96-well ELISA plates were coated overnight at 4°C with gp120 proteins clade B (MN, SF162), C (96ZM651) and A/E (93TH975) obtained from the AIDS Research and Reference Reagent Program, National Institute of Allergy and Infectious Diseases (NIAID). The plates were washed with PBS containing 0.05% Tween 20 and then blocked for 1 h with 1% BSA in PBS. Following a second wash with PBS/0.05% Tween 20, the plates were incubated for 2 h at 37°C with serially diluted sera. The plates were washed and incubated for 2 h with peroxidase-conjugated affinity-purified rabbit anti-hamster secondary antibody (Bio-Rad). After washing, color was developed with O-phenylendiamine dihydrochloride (OPD: Sigma, St. Louise, MO). The color reaction was stopped with 1 N HCl and absorbance was read at 490 nm with an ELISA plate reader (Bio-Rad).

Neutralization was measured as a function of reduction in luciferase reporter gene expression after a single round of infection in TZM-bl cells. TZM-bl cells were obtained from the NIH AIDS Research and Reference Reagent Program, as contributed by John Kappes and Xiaoyun Wu. Briefly, 200 TCID50 of virus was incubated with serial 3-fold dilutions of serum sample in triplicate in a total volume of 150 μl for 1 hr at 37°C in 96-well flat-bottom culture plates. Freshly trypsinized TZM-bl cells (10,000 cells in 100 μl of growth medium containing 75 μg/ml DEAE dextran) were added to each well. Indinavir was added at a final concentration of 1 μM to prevent virus replicaton in the case of HIV-1 MN. One set of control wells received cells + virus (virus control) and another set received cells only (background control). After a 48 hour incubation, 100 μl of cells was transferred to 96-well black solid plates (Corning Costar, Rochester, NY) for measurement of luminescence using Bright Glo substrate solution as described by the supplier (Promega, Madison WI). An assay stock of HIV-1 MN was prepared in H9 cells. Assays stocks of Env-pseudotyped viruses were prepared by tranfection in 293T cells. All virus stocks were made cell-free by 0.45-micron filtration and were stored at -70°C until use.
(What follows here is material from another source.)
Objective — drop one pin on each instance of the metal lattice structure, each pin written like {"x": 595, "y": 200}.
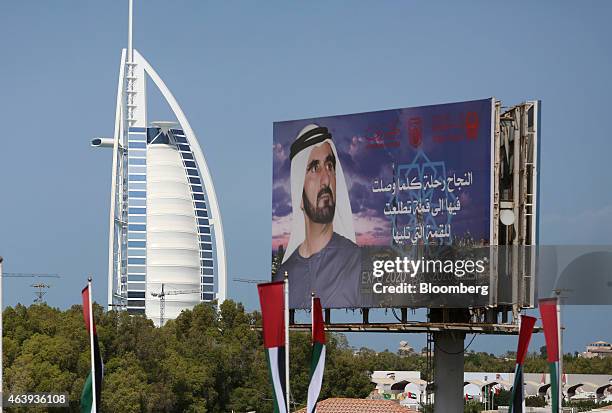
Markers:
{"x": 165, "y": 224}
The assay was performed by [³H] thymidine incorporation as previously described [44]. Briefly, splenocytes from immunized hamsters were resuspended at 2 × 10⁶ cells/ml in RPMI 1640 containing 10% FCS, 50 μM β-mercaptoethanol and 100 U/ml penicillin/streptomycin. A 100 μl aliquot containing 2 × 10⁵ cells was added to each well of a 96 well plate. The gp120 protein subtypes B, C and A/E (100 μl at 20 μg/ml) were added to each well in triplicate. As a positive control, cells were also stimulated with phorbol 12-myristate 13-acetate and ionomycin (PMA/ION: Sigma). After 48 h of culture, 1 μCi [³H] thymidine (Amersham, Arlington Heights, IL) was added to each well. Following 16 h of incubation, cells were harvested onto glass fibre filtermats and thymidine incorporation was measured with a Microbeta beta counter (Wallac, Turku, Finland).